Bob Armstrong (University of Nottingham - Fire Safety Advisor), shares his knowledge and experiences:
We would normally go out the way we came in, which can't be right. In the event of an emergency you have got to go out by the nearest available exit. If you are young, you're confident and you will be up for it, but the more elderly people tend to be a bit more reluctant. They know the way in, so they trust that, but in actual fact you need to be going, following the exit notices into your staircases. Above all that we expect people to move, we also expect people to help one another.
It is important that we get support, particularly if you are responsible for visitors and guests. Then you are responsible - you get them out to a place of safety and not just abandoned, it's not very nice just to be left in the buildng when it is on fire (laughs). So as I say getting out by the nearest available exit is important, it is paramount and it will save your life, and no matter who you are - what you are, ensure people leave with you. Take them with you. Encourage people to leave, without being aggressive, which is important. The best thing of course is that, if you leave a room that is on fire, shut the door behind you, contain the heat and smoke in the room of origin. This protects the escape route on the corridors, it allows other people and yourself, just a little bit more time to get out, if you like, because they won't react to the fire alarm, even though we encourage them to. So, we are at point now, we are all safe outside.

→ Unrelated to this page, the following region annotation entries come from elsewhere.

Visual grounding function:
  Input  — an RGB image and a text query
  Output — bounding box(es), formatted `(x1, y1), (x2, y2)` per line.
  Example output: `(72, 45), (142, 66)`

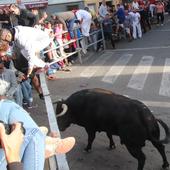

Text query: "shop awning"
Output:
(22, 0), (48, 9)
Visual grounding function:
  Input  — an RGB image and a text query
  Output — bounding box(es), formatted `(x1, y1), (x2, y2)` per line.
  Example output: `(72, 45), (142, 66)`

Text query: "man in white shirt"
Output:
(0, 26), (50, 77)
(75, 9), (92, 54)
(132, 0), (139, 10)
(75, 9), (92, 37)
(99, 0), (108, 20)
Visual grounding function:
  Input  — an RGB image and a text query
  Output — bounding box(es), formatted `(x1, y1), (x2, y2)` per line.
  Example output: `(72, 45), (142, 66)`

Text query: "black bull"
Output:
(56, 89), (170, 170)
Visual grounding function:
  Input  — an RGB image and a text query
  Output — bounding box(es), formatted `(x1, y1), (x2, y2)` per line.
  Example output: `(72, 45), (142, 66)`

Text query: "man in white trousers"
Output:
(0, 26), (50, 77)
(75, 9), (92, 53)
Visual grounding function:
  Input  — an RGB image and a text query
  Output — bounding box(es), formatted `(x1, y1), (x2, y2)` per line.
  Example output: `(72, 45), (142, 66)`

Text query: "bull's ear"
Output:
(53, 98), (64, 104)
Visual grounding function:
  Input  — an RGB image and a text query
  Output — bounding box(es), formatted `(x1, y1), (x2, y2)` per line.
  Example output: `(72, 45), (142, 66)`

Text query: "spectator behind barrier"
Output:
(0, 80), (75, 170)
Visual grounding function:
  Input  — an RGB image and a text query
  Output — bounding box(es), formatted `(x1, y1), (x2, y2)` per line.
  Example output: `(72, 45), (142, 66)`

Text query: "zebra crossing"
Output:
(80, 52), (170, 97)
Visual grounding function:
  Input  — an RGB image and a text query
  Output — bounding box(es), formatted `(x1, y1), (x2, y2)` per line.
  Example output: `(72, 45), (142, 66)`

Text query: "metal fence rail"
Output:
(40, 73), (69, 170)
(40, 22), (105, 170)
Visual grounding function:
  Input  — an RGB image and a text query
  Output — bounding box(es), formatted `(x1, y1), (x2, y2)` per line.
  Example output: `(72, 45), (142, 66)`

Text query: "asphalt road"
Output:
(30, 14), (170, 170)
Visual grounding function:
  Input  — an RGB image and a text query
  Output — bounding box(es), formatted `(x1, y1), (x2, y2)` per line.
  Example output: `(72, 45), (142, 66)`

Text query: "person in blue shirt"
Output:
(103, 14), (115, 48)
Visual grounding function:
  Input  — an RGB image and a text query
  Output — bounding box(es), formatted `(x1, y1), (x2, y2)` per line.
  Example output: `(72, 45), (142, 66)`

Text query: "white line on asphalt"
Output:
(152, 29), (170, 32)
(127, 56), (153, 90)
(107, 46), (170, 52)
(159, 58), (170, 97)
(102, 54), (133, 84)
(80, 52), (113, 78)
(124, 94), (170, 108)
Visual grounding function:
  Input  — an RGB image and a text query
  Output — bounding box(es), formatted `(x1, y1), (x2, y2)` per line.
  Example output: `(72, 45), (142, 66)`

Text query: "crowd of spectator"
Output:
(0, 0), (168, 108)
(0, 0), (170, 169)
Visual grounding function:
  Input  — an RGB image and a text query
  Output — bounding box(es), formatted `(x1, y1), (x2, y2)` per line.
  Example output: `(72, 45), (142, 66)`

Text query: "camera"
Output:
(0, 120), (25, 135)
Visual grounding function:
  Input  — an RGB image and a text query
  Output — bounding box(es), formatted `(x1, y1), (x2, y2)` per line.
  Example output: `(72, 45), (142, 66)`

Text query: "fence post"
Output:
(40, 73), (69, 170)
(100, 22), (106, 50)
(73, 28), (83, 64)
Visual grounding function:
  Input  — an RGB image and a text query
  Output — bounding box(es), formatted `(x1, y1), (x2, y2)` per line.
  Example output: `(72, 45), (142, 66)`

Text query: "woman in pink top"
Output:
(156, 1), (165, 26)
(54, 22), (66, 57)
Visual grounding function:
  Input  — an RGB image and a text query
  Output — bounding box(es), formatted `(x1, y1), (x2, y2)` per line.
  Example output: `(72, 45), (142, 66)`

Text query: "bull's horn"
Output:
(56, 104), (68, 117)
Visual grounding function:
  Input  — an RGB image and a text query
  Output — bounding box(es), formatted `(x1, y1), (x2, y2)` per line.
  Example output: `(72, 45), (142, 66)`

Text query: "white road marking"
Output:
(102, 54), (133, 84)
(80, 52), (113, 78)
(127, 56), (153, 90)
(107, 45), (170, 52)
(159, 58), (170, 97)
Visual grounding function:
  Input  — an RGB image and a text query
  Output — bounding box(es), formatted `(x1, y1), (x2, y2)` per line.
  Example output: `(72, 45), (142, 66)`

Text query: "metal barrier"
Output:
(43, 24), (106, 64)
(40, 73), (69, 170)
(40, 22), (105, 170)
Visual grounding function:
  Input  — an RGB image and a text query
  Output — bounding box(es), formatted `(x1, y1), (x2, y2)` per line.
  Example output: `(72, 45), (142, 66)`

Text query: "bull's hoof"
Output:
(83, 148), (92, 153)
(108, 145), (116, 151)
(162, 162), (169, 170)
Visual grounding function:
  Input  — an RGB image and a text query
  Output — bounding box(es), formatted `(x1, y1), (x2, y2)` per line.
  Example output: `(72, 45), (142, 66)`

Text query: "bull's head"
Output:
(56, 101), (71, 131)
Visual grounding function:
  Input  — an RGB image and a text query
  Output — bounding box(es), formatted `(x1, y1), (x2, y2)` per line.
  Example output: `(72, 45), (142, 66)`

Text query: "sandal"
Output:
(45, 136), (75, 158)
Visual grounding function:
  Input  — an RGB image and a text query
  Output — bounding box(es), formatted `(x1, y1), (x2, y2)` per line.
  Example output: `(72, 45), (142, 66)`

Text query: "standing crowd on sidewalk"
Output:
(0, 0), (168, 170)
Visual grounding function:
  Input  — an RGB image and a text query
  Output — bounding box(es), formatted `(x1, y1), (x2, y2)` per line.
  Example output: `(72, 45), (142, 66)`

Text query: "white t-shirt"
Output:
(132, 1), (139, 9)
(99, 4), (108, 18)
(14, 26), (50, 68)
(76, 9), (92, 21)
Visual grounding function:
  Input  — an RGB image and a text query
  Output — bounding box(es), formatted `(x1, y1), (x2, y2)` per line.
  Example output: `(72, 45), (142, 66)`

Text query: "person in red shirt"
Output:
(156, 1), (165, 26)
(149, 0), (156, 18)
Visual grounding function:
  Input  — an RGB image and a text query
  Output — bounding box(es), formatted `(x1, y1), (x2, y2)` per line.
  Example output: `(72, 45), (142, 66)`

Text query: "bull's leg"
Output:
(84, 129), (96, 152)
(125, 144), (145, 170)
(152, 142), (169, 169)
(106, 132), (116, 149)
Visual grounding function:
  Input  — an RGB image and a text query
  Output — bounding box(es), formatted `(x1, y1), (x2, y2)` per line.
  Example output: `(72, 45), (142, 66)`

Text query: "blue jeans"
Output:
(20, 80), (33, 103)
(14, 84), (23, 106)
(68, 18), (76, 38)
(0, 100), (45, 170)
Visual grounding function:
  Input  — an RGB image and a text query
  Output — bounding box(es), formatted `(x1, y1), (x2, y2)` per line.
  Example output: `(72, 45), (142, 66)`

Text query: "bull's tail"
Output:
(156, 119), (170, 144)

When you get to the assembly point, if you have got nothing to say to anybody because you have just evacuated. Then stay where you are, don't go until you have been discharged from there by the person in charge. Don't re-enter the building. The fire brigade, the incident commander will hand the building back at some stage to the University, be it a manager, or a security officer and then they'll facilitate the movement back in.
The fire brigade very often shut the alarm down, they silence it. 90 decibels is quite penetrative when they're trying to work in breathing apparatus and they have got this background noise. So they silence the noise, they can communicate between their own officers and breathing apparatus wearers, er, it is not a signal for us to re-enter the building. We often make that mistake. We get a lot of people who try and re-enter.